Before the next dance, Lori Hawk closes her eyes as she plays one of her three Indian flutes. Hawk is from the Eastern Delaware and Métis of Canada nations. The Metis are a mixed race tribe from Canada. They’re descended from Native Americans who married Europeans and established separate communities mainly in south central Canada.

All the money from admissions and raffles is being donated to the Lakota people from the Pine Ridge reservation in South Dakota. In the 1870s, Pine Ridge was the site of Custer’s Last Stand. And the military took revenge, slaughtering 250 mostly unarmed Lakota at Wounded Knee. Today, the reservation is one of the poorest places in the United States.

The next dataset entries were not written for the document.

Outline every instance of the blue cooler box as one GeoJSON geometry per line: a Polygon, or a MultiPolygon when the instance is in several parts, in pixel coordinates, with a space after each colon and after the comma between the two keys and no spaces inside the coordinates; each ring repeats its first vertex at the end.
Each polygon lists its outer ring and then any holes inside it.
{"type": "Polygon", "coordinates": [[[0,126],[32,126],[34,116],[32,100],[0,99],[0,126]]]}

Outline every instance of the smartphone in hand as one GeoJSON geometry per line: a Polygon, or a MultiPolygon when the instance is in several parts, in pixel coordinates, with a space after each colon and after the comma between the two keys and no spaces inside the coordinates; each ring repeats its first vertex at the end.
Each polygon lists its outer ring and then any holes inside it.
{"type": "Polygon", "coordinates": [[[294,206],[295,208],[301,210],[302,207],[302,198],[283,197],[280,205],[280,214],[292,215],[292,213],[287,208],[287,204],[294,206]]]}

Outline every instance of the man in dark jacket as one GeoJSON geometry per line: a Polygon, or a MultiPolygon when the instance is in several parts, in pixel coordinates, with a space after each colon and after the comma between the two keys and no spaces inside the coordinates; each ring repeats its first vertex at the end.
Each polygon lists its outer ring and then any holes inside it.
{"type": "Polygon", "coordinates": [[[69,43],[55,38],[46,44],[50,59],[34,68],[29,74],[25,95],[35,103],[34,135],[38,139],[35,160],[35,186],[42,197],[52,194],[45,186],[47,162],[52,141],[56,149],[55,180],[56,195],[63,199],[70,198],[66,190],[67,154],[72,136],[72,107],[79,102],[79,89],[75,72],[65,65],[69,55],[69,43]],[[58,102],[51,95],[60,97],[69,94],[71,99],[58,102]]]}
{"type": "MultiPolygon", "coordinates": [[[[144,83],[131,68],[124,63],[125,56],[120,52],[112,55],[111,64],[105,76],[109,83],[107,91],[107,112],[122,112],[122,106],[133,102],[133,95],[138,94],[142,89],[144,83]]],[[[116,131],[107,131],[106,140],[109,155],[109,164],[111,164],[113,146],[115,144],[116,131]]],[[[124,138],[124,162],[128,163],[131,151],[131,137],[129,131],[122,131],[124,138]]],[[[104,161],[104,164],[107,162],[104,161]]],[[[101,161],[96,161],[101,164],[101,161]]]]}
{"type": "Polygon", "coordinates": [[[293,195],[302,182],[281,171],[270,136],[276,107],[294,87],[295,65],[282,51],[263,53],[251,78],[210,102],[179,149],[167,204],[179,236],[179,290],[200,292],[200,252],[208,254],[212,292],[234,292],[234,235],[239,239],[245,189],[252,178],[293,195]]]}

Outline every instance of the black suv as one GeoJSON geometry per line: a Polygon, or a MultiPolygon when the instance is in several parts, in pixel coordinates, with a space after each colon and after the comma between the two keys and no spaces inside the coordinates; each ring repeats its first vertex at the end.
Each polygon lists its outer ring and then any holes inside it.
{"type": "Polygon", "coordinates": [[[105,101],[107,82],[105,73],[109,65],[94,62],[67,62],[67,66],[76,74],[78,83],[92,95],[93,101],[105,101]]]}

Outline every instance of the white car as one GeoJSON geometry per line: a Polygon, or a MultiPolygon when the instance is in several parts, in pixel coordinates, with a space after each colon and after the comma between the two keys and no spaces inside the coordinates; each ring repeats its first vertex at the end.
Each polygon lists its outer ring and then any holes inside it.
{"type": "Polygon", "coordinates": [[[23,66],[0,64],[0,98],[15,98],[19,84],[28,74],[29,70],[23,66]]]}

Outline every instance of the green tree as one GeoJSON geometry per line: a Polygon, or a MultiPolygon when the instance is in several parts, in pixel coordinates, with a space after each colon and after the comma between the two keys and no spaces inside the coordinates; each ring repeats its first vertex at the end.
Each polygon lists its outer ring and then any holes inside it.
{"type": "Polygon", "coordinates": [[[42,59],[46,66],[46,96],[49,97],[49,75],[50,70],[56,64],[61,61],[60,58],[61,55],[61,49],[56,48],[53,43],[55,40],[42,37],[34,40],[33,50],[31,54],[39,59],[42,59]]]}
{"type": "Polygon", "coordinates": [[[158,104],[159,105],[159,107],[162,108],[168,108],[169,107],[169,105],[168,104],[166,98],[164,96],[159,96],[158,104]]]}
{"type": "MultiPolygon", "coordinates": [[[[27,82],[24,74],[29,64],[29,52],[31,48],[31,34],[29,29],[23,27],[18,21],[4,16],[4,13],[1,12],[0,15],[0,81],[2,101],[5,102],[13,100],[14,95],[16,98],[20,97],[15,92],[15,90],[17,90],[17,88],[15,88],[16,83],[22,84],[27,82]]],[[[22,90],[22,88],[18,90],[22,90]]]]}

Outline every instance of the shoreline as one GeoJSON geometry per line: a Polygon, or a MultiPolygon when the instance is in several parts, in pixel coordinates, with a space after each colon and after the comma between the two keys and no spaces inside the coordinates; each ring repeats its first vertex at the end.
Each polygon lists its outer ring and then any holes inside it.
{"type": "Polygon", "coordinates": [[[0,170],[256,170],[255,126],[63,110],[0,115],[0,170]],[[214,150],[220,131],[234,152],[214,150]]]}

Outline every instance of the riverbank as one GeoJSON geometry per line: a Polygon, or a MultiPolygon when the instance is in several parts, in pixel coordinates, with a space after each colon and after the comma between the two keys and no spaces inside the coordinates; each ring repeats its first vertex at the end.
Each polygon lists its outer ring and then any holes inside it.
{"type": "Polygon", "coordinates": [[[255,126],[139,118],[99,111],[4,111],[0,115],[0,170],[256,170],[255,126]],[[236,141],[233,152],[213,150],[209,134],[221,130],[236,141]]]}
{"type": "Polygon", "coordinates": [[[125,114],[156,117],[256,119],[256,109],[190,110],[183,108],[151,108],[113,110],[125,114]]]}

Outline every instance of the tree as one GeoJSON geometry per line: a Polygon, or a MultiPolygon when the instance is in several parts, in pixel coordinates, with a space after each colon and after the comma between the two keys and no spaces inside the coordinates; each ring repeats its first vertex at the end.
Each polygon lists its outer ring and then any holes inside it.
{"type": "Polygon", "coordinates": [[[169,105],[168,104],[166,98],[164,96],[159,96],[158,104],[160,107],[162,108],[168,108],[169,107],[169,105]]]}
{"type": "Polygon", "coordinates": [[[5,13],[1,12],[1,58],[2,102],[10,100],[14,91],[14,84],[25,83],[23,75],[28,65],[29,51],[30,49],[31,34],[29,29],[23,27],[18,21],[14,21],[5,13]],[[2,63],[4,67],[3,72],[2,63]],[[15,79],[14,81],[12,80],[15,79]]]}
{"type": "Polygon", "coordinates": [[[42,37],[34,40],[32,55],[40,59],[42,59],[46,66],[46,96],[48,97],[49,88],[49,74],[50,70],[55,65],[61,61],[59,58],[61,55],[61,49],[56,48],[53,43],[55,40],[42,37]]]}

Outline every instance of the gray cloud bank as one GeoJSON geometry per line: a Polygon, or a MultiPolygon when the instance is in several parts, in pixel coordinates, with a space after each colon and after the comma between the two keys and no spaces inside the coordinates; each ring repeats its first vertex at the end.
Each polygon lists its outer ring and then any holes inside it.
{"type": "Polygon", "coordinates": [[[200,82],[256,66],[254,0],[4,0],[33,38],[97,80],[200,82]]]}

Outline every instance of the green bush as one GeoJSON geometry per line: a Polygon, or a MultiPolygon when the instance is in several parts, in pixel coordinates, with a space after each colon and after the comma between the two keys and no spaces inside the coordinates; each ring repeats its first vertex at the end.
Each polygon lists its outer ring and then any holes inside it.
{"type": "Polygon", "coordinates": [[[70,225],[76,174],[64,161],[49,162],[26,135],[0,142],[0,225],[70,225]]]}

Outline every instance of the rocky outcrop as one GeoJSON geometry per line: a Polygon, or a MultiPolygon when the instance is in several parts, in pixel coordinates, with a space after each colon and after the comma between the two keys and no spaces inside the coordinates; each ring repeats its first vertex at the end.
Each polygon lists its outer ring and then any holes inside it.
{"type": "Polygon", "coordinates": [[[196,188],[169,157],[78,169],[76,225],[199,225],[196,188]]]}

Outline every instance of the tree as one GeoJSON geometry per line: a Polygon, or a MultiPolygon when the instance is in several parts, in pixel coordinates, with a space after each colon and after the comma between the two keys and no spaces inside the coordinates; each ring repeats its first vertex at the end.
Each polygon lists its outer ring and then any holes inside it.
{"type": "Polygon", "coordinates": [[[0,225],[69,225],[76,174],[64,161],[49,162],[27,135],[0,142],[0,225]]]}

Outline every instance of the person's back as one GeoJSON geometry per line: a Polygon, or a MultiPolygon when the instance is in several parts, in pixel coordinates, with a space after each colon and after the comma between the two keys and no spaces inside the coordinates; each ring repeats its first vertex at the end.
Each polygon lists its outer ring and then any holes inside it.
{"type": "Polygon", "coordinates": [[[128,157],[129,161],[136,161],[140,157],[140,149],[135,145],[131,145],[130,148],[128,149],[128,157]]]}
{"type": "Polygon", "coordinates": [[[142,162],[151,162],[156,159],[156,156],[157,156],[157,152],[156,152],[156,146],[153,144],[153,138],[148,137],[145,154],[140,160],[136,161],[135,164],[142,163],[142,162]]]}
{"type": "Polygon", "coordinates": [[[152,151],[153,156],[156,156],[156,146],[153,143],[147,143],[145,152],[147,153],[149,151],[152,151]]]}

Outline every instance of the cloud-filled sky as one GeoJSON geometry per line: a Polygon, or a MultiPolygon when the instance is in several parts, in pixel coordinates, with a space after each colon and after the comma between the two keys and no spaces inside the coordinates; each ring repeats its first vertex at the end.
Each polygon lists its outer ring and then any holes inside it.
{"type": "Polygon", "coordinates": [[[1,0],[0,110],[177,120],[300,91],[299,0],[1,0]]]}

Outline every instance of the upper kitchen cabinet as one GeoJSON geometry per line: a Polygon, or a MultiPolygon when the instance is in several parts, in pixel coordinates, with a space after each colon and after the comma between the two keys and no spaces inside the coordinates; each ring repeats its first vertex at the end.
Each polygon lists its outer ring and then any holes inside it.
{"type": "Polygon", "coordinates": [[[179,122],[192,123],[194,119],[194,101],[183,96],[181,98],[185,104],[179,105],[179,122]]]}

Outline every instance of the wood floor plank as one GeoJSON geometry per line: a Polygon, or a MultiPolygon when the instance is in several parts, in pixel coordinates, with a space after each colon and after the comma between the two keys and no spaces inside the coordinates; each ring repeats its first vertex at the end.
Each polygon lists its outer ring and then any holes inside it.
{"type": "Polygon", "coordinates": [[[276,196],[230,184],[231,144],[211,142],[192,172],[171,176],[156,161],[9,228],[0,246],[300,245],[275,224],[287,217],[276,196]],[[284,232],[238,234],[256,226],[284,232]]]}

“My name is Stacy Makes Good. I’m from the Pine Ridge reservation. My Indian name is Ta Kola Cou Ota. It means ‘has a lot of friends.’”

Stacy Makes Good drove a car full of those friends from his reservation through the night to dance in the pow wow. For him, traveling to dance is in the spirit of his people.

“We’re called a nomadic tribe. We follow the buffalo around, so I guess that spirit carried on over. I follow the buffalo, kind of like follow the powwow. Following the whole spirit.”

Makes Good is in his fifties, with soft features and deep brown eyes. He’s traveled to dance in powwows since he was a teenager, the age of many of the other dancers. Makes Good sits off by himself before he starts to put on his regalia. He ties leather bands of bells to his ankles and waist.

“We are the buffalo people and this buffalo dance was given to us by the buffalo. They call us their brothers and when we’re going to hunt buffalo, we do this dance to give thanks for hunting the buffalo and they give us good success. Today, it’s a special ceremony, but we bring it into the pow wow to let it be seen and recognized that as a buffalo nation people we’re still here. We’re still surviving.”

He mounts a buffalo hide with black pointed horns on his head and dances into the circle.